Francesca Mussi – milanese, laureanda a Brera - è partita da lì: da una parola, dalla parola “parola”. Ha fotografato centinaia di persone, soltanto la loro bocca, mentre scandivano, sillabavano, pronunciavano la parola “parola”. Tant’è: labbra al pronti e labbra al via, labbra che si aprono e labbra che si chiudono, labbra che prendono la rincorsa e labbra che giungono al traguardo. Poi ha stampato le foto, formato A4, e le ha distribuite, sul pavimento, e ne ha fatto un tappeto, un mosaico, un quadro, un album, un parolaio. Un’installazione artistica. Aperta, almeno fino al 9 marzo, nello spazio del circolo Gagarin, in via Galvani 2 bis, Busto Arsizio. Obiettivo: invitare la gente a camminarci sopra, senza scarpe, ed esplorare la stanza, e poi vedere l’effetto che fa. Alla gente, a lei, alle foto, alle bocche, a tutte le parole “parola” dette, pensate, cantate, recitate, immaginate, calpestate. “Lo spettatore – spiega Francesca Mussi – sarà coinvolto letteralmente in un gioco di parole”. Il titolo, bellissimo: “Non sono brava a parole”.

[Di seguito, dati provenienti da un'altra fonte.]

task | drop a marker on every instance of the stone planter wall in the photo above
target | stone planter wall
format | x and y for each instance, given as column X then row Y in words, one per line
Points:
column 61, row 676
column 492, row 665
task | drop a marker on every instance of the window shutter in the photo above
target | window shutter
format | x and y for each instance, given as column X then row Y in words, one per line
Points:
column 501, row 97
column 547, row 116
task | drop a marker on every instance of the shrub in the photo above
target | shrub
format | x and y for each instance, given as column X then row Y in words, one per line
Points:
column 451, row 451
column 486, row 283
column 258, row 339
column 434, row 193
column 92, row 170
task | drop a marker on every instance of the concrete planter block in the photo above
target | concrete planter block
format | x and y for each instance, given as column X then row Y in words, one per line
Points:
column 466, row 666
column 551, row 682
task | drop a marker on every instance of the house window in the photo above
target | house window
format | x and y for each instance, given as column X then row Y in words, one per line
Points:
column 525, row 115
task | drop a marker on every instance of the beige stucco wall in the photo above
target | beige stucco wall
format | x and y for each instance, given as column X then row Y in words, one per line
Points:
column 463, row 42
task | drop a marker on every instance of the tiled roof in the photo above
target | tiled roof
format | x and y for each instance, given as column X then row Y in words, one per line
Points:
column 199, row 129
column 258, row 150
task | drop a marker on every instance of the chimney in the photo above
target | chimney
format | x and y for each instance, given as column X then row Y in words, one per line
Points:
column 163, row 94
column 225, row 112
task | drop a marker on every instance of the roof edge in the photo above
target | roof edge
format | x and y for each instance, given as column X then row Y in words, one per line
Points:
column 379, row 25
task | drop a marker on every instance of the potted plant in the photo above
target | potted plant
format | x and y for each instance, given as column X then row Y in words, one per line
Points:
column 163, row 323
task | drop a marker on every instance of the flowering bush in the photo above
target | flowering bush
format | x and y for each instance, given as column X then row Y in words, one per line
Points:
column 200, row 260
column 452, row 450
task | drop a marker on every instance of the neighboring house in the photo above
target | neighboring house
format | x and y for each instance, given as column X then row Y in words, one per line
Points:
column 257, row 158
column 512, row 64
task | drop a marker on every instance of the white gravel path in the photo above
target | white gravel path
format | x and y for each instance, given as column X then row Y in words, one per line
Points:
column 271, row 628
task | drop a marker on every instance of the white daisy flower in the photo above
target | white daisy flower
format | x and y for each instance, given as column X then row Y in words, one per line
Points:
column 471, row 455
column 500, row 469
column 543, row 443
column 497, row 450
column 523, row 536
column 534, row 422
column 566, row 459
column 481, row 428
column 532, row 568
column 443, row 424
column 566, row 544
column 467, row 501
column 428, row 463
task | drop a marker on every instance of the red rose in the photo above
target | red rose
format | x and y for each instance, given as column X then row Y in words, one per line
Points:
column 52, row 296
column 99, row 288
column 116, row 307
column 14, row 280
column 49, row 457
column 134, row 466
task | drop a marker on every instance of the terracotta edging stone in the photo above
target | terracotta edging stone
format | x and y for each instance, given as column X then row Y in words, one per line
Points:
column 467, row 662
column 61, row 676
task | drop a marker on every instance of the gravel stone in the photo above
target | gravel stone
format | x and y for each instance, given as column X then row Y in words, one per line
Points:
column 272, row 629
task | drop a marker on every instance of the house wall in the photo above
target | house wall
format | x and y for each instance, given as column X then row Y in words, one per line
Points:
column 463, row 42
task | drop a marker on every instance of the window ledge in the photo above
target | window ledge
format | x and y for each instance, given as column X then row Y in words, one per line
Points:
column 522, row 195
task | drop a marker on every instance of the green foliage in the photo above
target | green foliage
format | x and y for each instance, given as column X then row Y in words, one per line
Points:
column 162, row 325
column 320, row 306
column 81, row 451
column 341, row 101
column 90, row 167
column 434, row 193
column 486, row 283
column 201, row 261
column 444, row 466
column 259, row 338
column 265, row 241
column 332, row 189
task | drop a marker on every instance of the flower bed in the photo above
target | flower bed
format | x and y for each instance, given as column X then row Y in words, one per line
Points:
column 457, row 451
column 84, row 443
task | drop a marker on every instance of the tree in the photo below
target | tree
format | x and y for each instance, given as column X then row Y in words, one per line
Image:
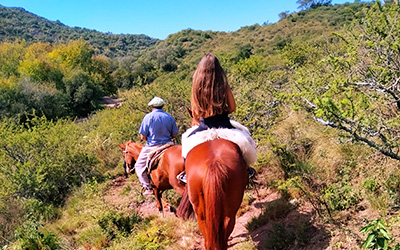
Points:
column 357, row 90
column 312, row 4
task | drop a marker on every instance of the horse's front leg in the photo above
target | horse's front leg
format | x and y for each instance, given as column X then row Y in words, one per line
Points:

E la bicicletta? E il ciclismo? Immaginate: invece di passanti, ecco ciclisti e cicloturisti, cicloviaggiatori e ciclosognatori. Invece di “parola”, ecco “bicicletta”. E poi giocarci, pedalando sulle somiglianze, sull’espressione, sulla smorfia, sui denti, sulla lingua. Perché si pedala, e tanto, anche a parole: parole che sfrecciano in volata e che arrancano in salita, parole che fanno l’inseguimento e parole che vanno in fuga, parole in tandem o in gruppetto. Fino all’ultima parola. Che potrebbe essere “nera”: come la maglia dell’ultimo in classifica.
“Mi sono immaginata – dice Francesca Mussi - di trovarmi in una stanza piena di persone che parlano, in un party in cui ognuno parla con qualcun altro, e tutti assieme creano quel brusio generale, un solo rumore fatto di argomenti che assieme non lasciano distinguere alcun significato. Allora mi immagino di poter annullare quel suono, e trasformarlo in immagine”. Come quando si pedala in gruppo: le bici che sibilano, le catene che ronzano, le parole che scivolano, i pensieri che volano.